Orta Doğu'nun ve PKK'nın Stratejisi Öcalan'dan değil bu adam (Silvan Şalom) yönetiyor.


AK Parti, Açılımlar, KCK, Federal Başkanlık Sistemi ve Ölüm Oruçlarına  Bakış

10 yıldır iktidarda bulunan ve dünya konjonktürü, projesiz CHP'nin de herşeyi kağıttan ezberden okuyan MHP'ninde umut olmaktan uzak olması dolayısıyla AK Parti Türkiye'de siyasal hayatın en büyük entrümanı olarak uzunca bir zaman daha kalacak gibi görünmekte. İktidara geldiğinde geniş halk yığınlarının umut olarak görüp oy verdiği Ak parti, gerçekten bir çok açılım yapmıştı. Açılım şimdi ağza alınamıyor. 

Ekonomi eskiye oranla kıyaslanamaz. Demokratikleşme ise PKK'nın ve BDP'nin, genelenksel Türk siyasetinin  inkar politikasının ortadan kalkması sonrasında olayı hemen özerkliğe taşımaya kalkması sebebiyle Kürt sorunu tıkanma noktasına geldi. KCK ile devlet içinde devlet kurarak daha horozlar ötmeden sabah oldu sanan PKK stratejik hatalar silsilesi yapmakta.

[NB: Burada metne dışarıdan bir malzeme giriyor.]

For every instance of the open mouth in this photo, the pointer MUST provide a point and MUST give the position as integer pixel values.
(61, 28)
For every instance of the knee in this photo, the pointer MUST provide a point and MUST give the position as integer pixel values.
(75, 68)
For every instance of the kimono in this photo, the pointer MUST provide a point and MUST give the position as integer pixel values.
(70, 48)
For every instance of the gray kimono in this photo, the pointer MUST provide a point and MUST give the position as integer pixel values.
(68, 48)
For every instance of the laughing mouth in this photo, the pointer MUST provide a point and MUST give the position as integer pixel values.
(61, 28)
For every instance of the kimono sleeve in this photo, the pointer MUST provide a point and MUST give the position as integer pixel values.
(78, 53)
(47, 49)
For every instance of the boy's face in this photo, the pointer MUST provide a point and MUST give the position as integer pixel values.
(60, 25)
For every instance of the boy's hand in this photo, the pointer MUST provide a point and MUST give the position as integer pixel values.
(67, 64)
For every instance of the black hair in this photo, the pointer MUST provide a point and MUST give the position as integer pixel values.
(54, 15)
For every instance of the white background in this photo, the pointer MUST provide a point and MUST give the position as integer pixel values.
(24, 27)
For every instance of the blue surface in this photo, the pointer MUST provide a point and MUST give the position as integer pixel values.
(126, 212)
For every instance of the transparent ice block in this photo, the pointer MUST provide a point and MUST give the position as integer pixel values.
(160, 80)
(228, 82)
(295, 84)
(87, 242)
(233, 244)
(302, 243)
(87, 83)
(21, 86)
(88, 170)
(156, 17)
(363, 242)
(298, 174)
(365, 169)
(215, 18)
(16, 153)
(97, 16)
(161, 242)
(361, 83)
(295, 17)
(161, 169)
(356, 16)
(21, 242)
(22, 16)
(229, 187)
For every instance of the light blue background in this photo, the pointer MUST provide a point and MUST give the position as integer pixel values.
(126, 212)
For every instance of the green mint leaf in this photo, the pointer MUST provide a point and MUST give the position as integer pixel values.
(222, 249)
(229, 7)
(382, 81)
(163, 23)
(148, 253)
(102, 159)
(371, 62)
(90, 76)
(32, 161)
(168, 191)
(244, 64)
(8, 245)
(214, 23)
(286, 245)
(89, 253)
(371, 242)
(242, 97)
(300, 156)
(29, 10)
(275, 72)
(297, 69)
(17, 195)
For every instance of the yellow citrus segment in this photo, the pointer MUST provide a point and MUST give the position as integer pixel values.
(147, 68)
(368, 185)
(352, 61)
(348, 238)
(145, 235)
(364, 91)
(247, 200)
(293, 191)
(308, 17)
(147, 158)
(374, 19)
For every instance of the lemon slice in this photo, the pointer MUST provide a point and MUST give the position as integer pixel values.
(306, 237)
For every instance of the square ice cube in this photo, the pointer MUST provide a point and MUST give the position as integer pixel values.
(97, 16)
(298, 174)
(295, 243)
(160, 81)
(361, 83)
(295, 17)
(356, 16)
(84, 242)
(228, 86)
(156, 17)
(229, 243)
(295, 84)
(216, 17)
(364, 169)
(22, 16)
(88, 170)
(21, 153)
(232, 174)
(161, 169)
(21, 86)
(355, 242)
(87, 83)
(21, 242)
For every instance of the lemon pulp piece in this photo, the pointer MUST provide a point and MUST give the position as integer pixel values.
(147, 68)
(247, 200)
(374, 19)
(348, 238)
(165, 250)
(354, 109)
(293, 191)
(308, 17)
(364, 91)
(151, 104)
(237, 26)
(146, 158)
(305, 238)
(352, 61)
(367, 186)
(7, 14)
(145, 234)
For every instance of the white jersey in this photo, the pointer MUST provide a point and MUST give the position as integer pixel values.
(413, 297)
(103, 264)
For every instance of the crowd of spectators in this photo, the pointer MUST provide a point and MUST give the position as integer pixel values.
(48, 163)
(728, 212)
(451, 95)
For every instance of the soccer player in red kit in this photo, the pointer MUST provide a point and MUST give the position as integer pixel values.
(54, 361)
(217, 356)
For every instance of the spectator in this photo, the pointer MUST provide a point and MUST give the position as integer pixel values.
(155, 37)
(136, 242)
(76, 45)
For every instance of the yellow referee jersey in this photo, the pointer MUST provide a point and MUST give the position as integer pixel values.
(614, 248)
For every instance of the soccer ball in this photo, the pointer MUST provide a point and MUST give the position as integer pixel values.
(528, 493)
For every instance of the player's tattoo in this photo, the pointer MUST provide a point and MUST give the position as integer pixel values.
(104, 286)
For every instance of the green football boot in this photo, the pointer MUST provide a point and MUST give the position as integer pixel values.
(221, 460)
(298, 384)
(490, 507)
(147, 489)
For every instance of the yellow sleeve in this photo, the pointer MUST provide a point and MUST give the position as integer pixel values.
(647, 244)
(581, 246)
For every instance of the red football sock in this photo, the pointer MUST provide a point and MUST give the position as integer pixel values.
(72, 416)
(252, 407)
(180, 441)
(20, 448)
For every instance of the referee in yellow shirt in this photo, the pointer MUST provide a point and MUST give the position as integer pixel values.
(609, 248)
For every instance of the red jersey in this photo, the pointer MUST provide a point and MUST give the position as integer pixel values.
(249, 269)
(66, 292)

Hükümet açılım yaptıkça PKK kaçlım ve sabotaj yaptı. Onca yapılan iyi şeyler asla görülmedi PKK tarafından.

Açılımların hızlanması ve yeni anayasa'nın yapılacağı bu evrede Ergenekonla her daim iş birliği içerisinde bulunan ve derin NATO ve Gladio'nün  stratejik planlamasının bir ürünü olan ve Türkiye'de ULUSÇULUK akımının ve sanılanın aksine rejimin tehlikeye düşmemesini sağlayan bu kirli çatışma ortamı çok bedel ödetti herkese.

AK Parti'nin Başkanlık ve ABD ve Rusya tarzı eyalet sistemine geçmesini engellemek için PKK elinden geleni ardına koymuyor.

Bu sistem bir zamanlar zehirlenerek öldürülen Cumhurbaşkanı Özal'ın 2. Cumhuriyet planıydı bir bakıma. Özal öldürülüp yerine statükocu Demirel gelince bu plan rafa kalktı ve terör her daim azdı.

Şimdi AK Parti, demokratik ve Başkanlık sistemi olan yep yeni bir ANAYASA'yı yapmasından en çok PKK ve MHP endişe etmektedir.

Neden?

Çünkü ülkemizde ırkçılığı körükleyen ve ne huzur ne barış ortamı bırakmayan bu iki Kürtçü ve Kurtçu kafa yapısı asla kendilerinin varlık nedenini ortadan kaldıracak bir düzenlemeyi hoş görmez.

KCK ve onun üst orkestra şefi Ergenekon ile aslında daha üst şefi Gladio ile bu ülkeyi kaosa sürüklemelerine karşı AK Parti daha cesur olmalı. Ne PKK/KCK'nın ve ne Ergenekon'un nede GLADİO'nun bu oyunlarına gelmemeli.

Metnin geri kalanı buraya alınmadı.